Golden, glowing skin is an aspiration for many in the summer months, but it is important not to pursue this at the expense of our health. Skin cancer is one of the most common cancers in the UK, with almost 15,000 new melanoma cases diagnosed every year.
Before heading out into the sun this summer stop and think: how mole aware are you? Moles are a cluster of skin cells known as melanocytes that give pigment to our skin. The medical term for a mole is a ‘naevus’ from the Latin word for birthmark although, in fact, the majority of moles are not present at birth.
It’s normal to have between 10- 40 moles on the face and body and the majority are completely harmless. If you notice a new mole or a change within one or your existing moles it is important to have it checked to make sure it is not an abnormal mole or melanoma.

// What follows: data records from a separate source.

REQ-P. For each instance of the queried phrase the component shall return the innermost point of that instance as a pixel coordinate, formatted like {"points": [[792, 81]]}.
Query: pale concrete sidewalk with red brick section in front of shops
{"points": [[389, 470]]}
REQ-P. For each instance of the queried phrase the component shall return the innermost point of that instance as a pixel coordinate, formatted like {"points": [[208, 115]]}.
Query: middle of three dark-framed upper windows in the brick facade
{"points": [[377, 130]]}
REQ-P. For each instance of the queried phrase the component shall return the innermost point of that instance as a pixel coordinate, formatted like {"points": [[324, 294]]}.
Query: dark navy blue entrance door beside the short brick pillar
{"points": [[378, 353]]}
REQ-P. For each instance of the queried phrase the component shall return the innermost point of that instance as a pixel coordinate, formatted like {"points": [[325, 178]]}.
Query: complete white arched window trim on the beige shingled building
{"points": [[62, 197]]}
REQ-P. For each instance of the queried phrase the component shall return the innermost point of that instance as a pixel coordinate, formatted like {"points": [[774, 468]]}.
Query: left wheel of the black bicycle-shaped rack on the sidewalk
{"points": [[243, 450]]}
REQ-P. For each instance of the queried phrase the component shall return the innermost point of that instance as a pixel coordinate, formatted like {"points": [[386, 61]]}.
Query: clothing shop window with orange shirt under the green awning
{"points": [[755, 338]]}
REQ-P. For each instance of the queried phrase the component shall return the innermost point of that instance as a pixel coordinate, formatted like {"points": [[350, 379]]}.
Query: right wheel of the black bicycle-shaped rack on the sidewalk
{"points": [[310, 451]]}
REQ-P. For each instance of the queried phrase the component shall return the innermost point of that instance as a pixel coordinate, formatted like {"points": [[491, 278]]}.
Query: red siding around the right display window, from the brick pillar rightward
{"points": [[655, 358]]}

5 steps to checking your moles
What should you look out for when you check your skin?
The ABCDE acronym has been developed as a handy guide to self-checking your moles:
- Asymmetry: a ‘healthy’ mole is more likely to be symmetrical whereas asymmetry is a warning sign that a lesion is abnormal.

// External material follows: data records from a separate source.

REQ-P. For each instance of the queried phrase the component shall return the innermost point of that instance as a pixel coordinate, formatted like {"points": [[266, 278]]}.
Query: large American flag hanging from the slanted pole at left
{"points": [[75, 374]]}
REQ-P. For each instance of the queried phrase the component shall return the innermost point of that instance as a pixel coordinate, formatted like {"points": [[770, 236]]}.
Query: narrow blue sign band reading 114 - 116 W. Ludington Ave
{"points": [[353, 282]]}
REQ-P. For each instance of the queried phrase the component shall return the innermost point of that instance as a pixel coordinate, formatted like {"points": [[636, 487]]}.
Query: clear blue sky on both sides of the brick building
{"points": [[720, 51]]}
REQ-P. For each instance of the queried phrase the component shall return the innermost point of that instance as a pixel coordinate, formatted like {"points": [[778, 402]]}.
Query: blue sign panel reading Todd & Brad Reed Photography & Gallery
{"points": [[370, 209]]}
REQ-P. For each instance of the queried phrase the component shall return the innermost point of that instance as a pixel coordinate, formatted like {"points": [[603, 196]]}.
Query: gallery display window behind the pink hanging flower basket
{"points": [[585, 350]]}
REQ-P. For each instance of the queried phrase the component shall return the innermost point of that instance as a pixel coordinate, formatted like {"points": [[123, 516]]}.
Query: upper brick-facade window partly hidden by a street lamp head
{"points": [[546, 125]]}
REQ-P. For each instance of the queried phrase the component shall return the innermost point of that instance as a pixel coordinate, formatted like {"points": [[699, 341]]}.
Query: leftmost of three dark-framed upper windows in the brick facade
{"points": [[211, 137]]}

- Borders: a benign mole usually has a smooth, regular border, so notched or ragged borders can be a cause for concern.
- Colour: a single colour, paler colours and regular arrangement of the colour are all reassuring signs that a mole is likely to be normal. Moles with several different colours, or darker colours arranged in an irregular pattern are more worrying and should be checked out.

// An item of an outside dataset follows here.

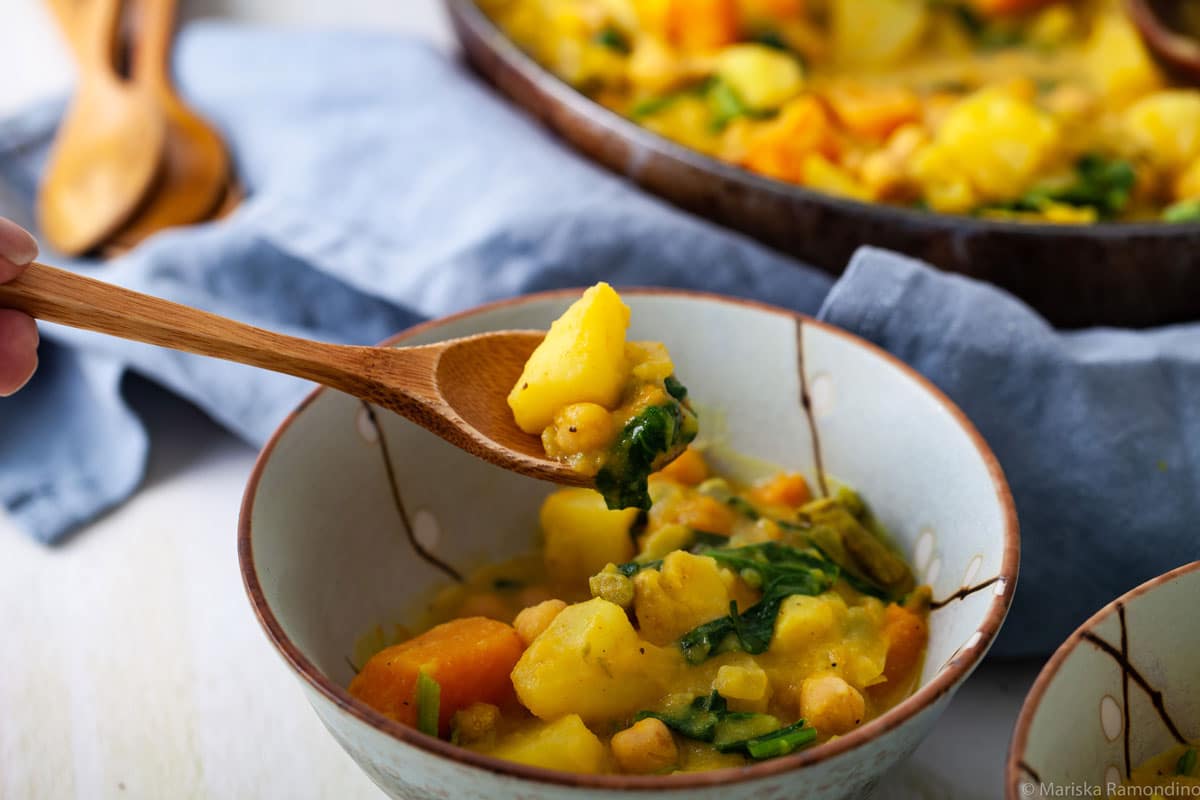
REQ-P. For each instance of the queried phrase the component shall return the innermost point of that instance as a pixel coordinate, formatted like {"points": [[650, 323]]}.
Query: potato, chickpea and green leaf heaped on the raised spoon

- Diameter: a melanoma is often larger in size than the normal moles so look for any unusually large moles and check these especially carefully.
- Evolving: arrange an appointment with a dermatologist if you notice any changes to size, prominence or colour of an existing mole or the appearance of a new mole or lesion. Taking pictures of your moles as a point of reference can help. If a mole starts to bleed, itch or crust, then it should be checked out immediately.
There is widespread agreement that the ABCD of checking moles are Asymmetry, Border, Colour and Diameter but several different options for what E should be. I teach medical students to look ‘Elsewhere’ i.e. at the surrounding skin for clues like inflammation.
The NHS website tool suggests ‘Elevation’ or ‘Enlargement’. I think the British Association of Dermatologists probably has the most sensible suggestion; E is for ‘Expert’ – if you are worried about a mole contact a Consultant Dermatologist and arrange an appointment.